Its the stakeholders that decide if a change is a success or failure. No matter how hard the change team plan a change, nor how creatively the team designs a change; if the stakeholders don’t buy in the change will not happen. Prosci are collecting data for their next research survey of organisations. To promote the research they have released a few facts from their previous research survey in 2011. The facts can be characterised in two areas:
- Dealing with stakeholders
- The problems of doing change management
This blog explores the stakeholders and their importance identified by the research.
Change saturation
In 2011 73% of respondents reported they were near or at the point of saturation in change; in 2009 the figure was 66%. So more organisations are trying to do more change than ever before. What is also clear from the survey is that change is no more effective (nor less effective) than before. Once an organisation reaches saturation (or close to it) the effectiveness of all change drops off significantly and change becomes very inefficient. That is a well known phenomena in a lot of systems. The consequence is that the organisation is unable to carry out the change it needs to survive and slowly, but inevitably, declines into oblivion. Does that sound familiar?

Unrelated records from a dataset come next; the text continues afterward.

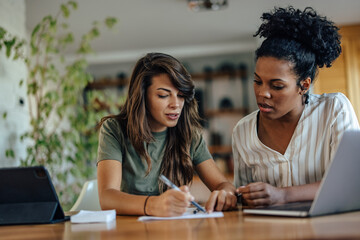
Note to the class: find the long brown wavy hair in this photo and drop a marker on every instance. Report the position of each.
(134, 117)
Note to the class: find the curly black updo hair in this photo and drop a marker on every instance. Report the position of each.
(304, 38)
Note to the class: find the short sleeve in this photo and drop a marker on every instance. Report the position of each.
(110, 140)
(200, 151)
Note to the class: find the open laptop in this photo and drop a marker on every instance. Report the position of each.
(339, 190)
(27, 196)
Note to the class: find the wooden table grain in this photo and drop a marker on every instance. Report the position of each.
(234, 225)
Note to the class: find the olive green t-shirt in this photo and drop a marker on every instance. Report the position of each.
(114, 146)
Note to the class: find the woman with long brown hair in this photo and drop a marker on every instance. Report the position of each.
(157, 132)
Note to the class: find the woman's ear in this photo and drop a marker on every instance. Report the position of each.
(305, 85)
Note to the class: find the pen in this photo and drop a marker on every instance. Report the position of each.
(173, 186)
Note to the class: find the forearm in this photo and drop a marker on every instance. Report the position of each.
(305, 192)
(123, 203)
(227, 186)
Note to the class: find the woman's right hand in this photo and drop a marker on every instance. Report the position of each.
(170, 203)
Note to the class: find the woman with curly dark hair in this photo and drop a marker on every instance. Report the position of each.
(157, 132)
(282, 150)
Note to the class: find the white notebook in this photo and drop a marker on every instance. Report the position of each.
(93, 216)
(189, 214)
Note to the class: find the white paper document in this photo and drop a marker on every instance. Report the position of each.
(93, 216)
(189, 214)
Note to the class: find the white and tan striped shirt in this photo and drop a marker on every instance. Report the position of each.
(311, 148)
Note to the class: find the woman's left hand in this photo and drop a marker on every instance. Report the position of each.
(261, 194)
(221, 200)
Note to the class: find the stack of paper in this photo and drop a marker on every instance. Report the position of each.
(189, 214)
(93, 216)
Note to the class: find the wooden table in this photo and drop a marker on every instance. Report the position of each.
(235, 225)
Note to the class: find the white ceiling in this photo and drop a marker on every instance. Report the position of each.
(169, 26)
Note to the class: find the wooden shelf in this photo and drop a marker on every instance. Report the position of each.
(214, 113)
(220, 149)
(218, 75)
(107, 83)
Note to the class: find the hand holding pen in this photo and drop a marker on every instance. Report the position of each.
(173, 186)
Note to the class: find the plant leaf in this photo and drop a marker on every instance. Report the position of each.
(2, 32)
(65, 11)
(110, 22)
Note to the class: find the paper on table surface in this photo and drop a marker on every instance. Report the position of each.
(93, 216)
(189, 214)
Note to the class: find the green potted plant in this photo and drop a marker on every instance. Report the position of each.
(62, 135)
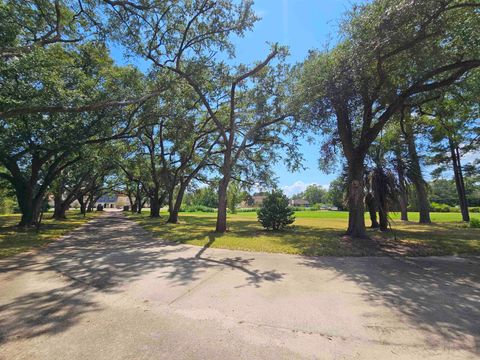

Its the stakeholders that are saturated. How can we save them, and their organisation? The answer is incredibly simple: prioritise and control change so that only the most important (not the most urgent) is carried out. Fully resource the change you do make to ensure the best chance of success. The resourcing of change is one of the key parameters controlling how much change to allow. Impose a change control board across the whole organisation.
Explain why
In 2011 the most important message to communicate and share with employees was the reason for the change. In other words communicate to motivate. A lot of change communication is about the change and its minutiae. What most employees want to know from the start is why, not how, or what, or when. This is the role of the Vision (captured in a statement if appropriate). A well constructed Vision used effectively by all of the change team, and especially the sponsor, will bring both consistency and motivation to stakeholders.
An effective vision needs to contain emotion and use emotive language. People will not change unless they have energy. Humans get energy from emotions so change involves stirring up emotions. Sometimes the emotions go negative; mostly they are positive; either way emotion is an essential ingredient of a successful change. Learn to love it! See our qualification on Vision and Blueprint for more.
The most important message in 2011 to managers and executives was about their role and expectations of their behaviour during change. In effect their leadership. Most managers don’t know how to support change for success; nor do they understand their power to destroy change by their behaviour. The role of managers and executives is spelled out in the programme management method. See our introductory course. One of the strongest arguments for having a parallel change team alongside line management to deliver change is the problem of getting all of the line managers aligned and promoting the change effectively.
Change one person at a time
A quote from Virginia Satir (a psychotherapist, author on change, and early developer of NLP) says “you change an organisation one person at a time”. So it is important to track individual change. Yet in 2011 less than half of the organisations surveyed by Prosci were measuring whether change was occurring at the individual level. The most common methods of tracking individual change was feedback and performance tracking. We have already argued that performance monitoring is an essential part of effective change. It provides the raw data for tracking change and finding the pockets of resistance and lack of progress.
If you can’t measure it you can’t manage it. So the basis of change management has to be measurement of change.